Hi all,
looking for your opinions on this:
I’m writing an image processing pipeline and I would like to use CUDA’s texturing features. The question is if I should cudaArray’s or pitch linear texturing.
Looking at the simplePitchLinearTexture example on my 9800 GT gives me these results implying cudaArray’s are faster:
[simplePitchLinearTexture.exe] starting...
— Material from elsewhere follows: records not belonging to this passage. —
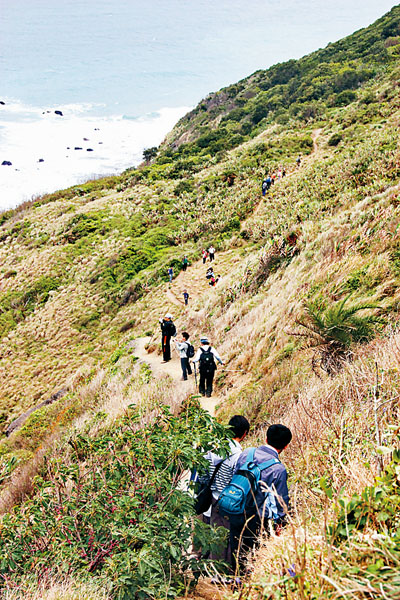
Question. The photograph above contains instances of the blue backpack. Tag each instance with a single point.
(234, 498)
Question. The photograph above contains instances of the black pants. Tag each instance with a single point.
(166, 347)
(244, 532)
(186, 368)
(205, 385)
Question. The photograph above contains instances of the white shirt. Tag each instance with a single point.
(226, 470)
(206, 347)
(182, 348)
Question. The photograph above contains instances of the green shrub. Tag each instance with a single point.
(115, 508)
(335, 139)
(345, 97)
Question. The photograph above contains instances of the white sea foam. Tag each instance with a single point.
(31, 134)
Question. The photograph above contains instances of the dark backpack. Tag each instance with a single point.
(243, 487)
(207, 362)
(204, 494)
(168, 328)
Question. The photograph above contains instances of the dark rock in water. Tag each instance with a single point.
(17, 423)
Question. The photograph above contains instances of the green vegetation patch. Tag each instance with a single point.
(114, 509)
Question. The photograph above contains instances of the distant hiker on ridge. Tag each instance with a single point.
(205, 357)
(186, 351)
(264, 187)
(168, 330)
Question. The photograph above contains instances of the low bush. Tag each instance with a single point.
(115, 508)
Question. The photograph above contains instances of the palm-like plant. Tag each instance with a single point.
(333, 330)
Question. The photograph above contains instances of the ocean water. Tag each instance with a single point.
(122, 72)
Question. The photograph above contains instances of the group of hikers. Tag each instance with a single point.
(249, 492)
(269, 180)
(206, 356)
(210, 276)
(210, 254)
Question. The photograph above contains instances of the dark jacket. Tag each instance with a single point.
(276, 476)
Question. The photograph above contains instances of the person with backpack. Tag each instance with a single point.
(226, 467)
(258, 493)
(186, 351)
(264, 187)
(168, 330)
(205, 356)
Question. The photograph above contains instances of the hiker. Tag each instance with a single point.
(264, 187)
(210, 273)
(205, 357)
(240, 428)
(168, 330)
(186, 351)
(245, 527)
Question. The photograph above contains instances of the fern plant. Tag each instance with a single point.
(333, 330)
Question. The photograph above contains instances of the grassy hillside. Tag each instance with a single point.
(83, 282)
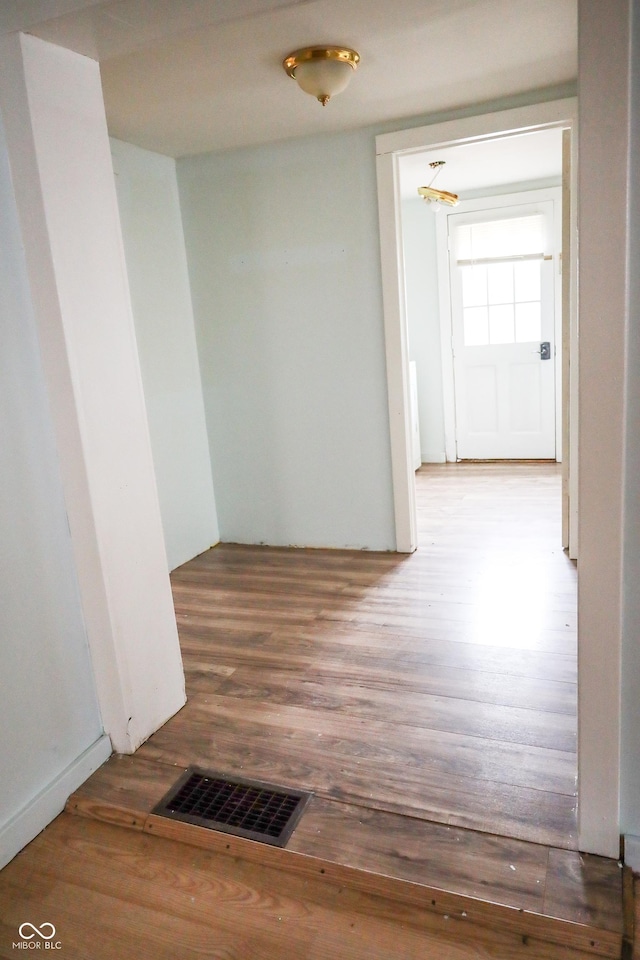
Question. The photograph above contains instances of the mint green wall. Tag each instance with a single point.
(282, 244)
(161, 300)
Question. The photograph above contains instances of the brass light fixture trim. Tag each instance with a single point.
(317, 55)
(432, 194)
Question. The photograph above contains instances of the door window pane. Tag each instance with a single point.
(511, 237)
(501, 327)
(527, 280)
(476, 326)
(500, 282)
(474, 286)
(528, 322)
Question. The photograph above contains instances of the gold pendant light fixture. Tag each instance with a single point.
(322, 71)
(438, 198)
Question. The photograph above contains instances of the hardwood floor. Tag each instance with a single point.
(440, 685)
(428, 701)
(114, 894)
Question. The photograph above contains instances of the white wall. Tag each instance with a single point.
(630, 753)
(282, 244)
(63, 181)
(157, 268)
(49, 712)
(423, 319)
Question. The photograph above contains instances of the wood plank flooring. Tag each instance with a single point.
(428, 701)
(440, 685)
(111, 894)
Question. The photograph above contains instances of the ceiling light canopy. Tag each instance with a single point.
(322, 71)
(438, 198)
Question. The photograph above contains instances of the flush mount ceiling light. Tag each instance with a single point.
(438, 198)
(322, 71)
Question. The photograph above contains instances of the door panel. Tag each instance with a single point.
(502, 314)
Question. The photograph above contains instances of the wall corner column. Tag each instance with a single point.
(59, 154)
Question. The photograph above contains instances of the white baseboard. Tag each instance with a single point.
(46, 806)
(632, 852)
(434, 456)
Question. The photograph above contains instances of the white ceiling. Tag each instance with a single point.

Bandwidth (GB/s) for pitch linear: 4.06e+001; for array: 4.29e+001
Texture fetch rate (Mpix/s) for pitch linear: 5.07e+003; for array: 5.36e+003
[simplePitchLinearTexture.exe] test results...
PASSED
I cannot write to cudaArrays from kernels on my old hardware. I want to use texturing in future kernels so I need to use cudaMemcpy2DToArray to prepare the next texture. Modifying simplePitchLinearTexture to include the time of the copy changes the numbers significantly:
[simplePitchLinearTexture.exe] starting...
Bandwidth (GB/s) for pitch linear: 4.08e+001; for array: 2.18e+001
Texture fetch rate (Mpix/s) for pitch linear: 5.10e+003; for array: 2.72e+003
Seems like the copy really costs a lot. I guess if the kernel was doing something more complex the copy time would take a smaller fraction.
Am I missing something in my analysis? Seems like linear pitch texturing is the way to go.